Она была очарована голубым небом, но еще больше — жаркими ночами, наполненными звенящим стрекотом сверчков. Они приехали в Тоскану на следующий день после свадьбы, в приподнятом настроении из-за волнующего ощущения, что наконец-то остались одни. В поездке Эдвард стал более раскованным, более внимательным и вообще более веселым, чем раньше. Когда они сидели на веранде виллы, он был очень нежным с ней, ласковым и любящим. Руфе показалось вполне естественным первой подняться в спальню с закрытыми ставнями. У нее пересохло в горле от предвкушения первой брачной ночи. Она скинула одежду и натянула на себя льняную простыню, приятно пахнущую лавандой.
Но Эдвард не пришел. Она заснула, и за этот короткий час все изменилось. Эдвард был молчаливым и погруженным в свои мысли. На его рубашке проступили пятна от пота. Он сказал, что выходил на прогулку, будто все еще жил на своей ферме в Глостершире. Его отношение к ней было по-прежнему внимательным и обходительным, но он явно был чем-то расстроен.
Позже — но без каких-либо подробностей — он объяснил ей причину этого. Ему позвонила Пруденс, разговор был непростым, но они в общем-то помирились. Что это значило? Если новость была хорошей, почему Эдвард был огорчен? И как Пруденс узнала, где они находятся? Эдвард запретил Руфе говорить Розе и сестрам, где они проведут медовый месяц, объяснив это тем, что хочет отдохнуть от вечных просьб ее родственников, но сообщил о Тоскане Пруденс. Руфа не хотела думать о том, почему эта женщина считала, что имеет право вмешиваться. Она побоялась спросить об этом Эдварда.
Итак, их первая брачная ночь позорно провалилась. Не зная, что предпринять, Руфа опять поднялась в спальню и опять легла обнаженной в постель, накрывшись тонкой простыней и с нетерпением ожидая мужа. На этот раз Эдвард совершенно сбил ее с толку, заявив, что не сможет заниматься с ней любовью до тех пор, пока не избавится от ощущения, что купил Руфу, как покупают новую красивую вещь.
Руфа, оцепеневшая от унижения, провела ночь на краю постели, стараясь заглушить рыдания, а Эдвард, облаченный в пижаму, спокойно спал рядом.
На следующее утро он извинился. Они провели чудесный день. За завтраком в увитом виноградом кафе Эдвард удостоил ее своим доверием. Он объяснил, что его мысли были заняты не только Пруденс. Он состоял в длительной переписке с Международным трибуналом по расследованию военных преступлений в Гааге. Это касалось участия в боевых действиях в Боснии. Впервые она узнала, что он был разочарован в военной службе, и это разочарование заставило его уйти из армии.

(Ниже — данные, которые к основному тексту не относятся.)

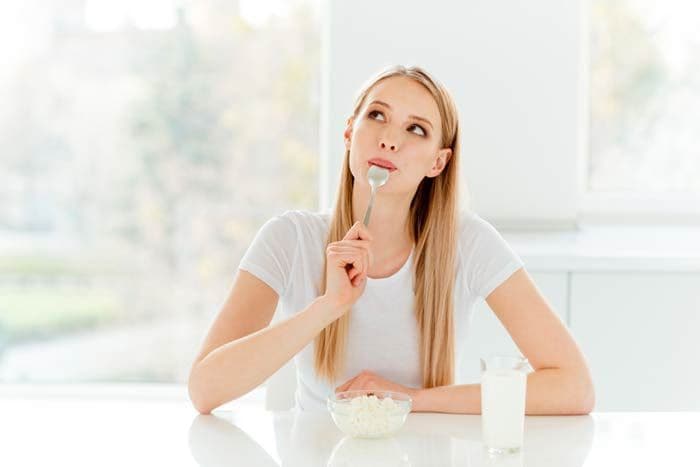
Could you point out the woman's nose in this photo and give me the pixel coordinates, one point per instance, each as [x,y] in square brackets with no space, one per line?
[388,141]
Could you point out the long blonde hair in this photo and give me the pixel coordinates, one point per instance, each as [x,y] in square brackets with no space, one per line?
[433,220]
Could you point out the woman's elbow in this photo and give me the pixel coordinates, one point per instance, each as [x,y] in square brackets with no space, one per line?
[197,394]
[586,401]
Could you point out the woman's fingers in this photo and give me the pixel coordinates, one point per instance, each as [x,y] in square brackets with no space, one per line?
[354,257]
[358,231]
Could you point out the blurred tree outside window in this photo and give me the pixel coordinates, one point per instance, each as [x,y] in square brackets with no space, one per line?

— Что же касается Пруденс… — сказал он, — она по-прежнему способна причинять мне боль, хотя бы потому, что она единственный член моей семьи, а ты слишком хорошо знаешь, как утомительны семейные узы, поэтому тебе не стоит беспокоиться.
Он был обворожительным. Руфа безраздельно владела его вниманием, чего практически невозможно было добиться дома.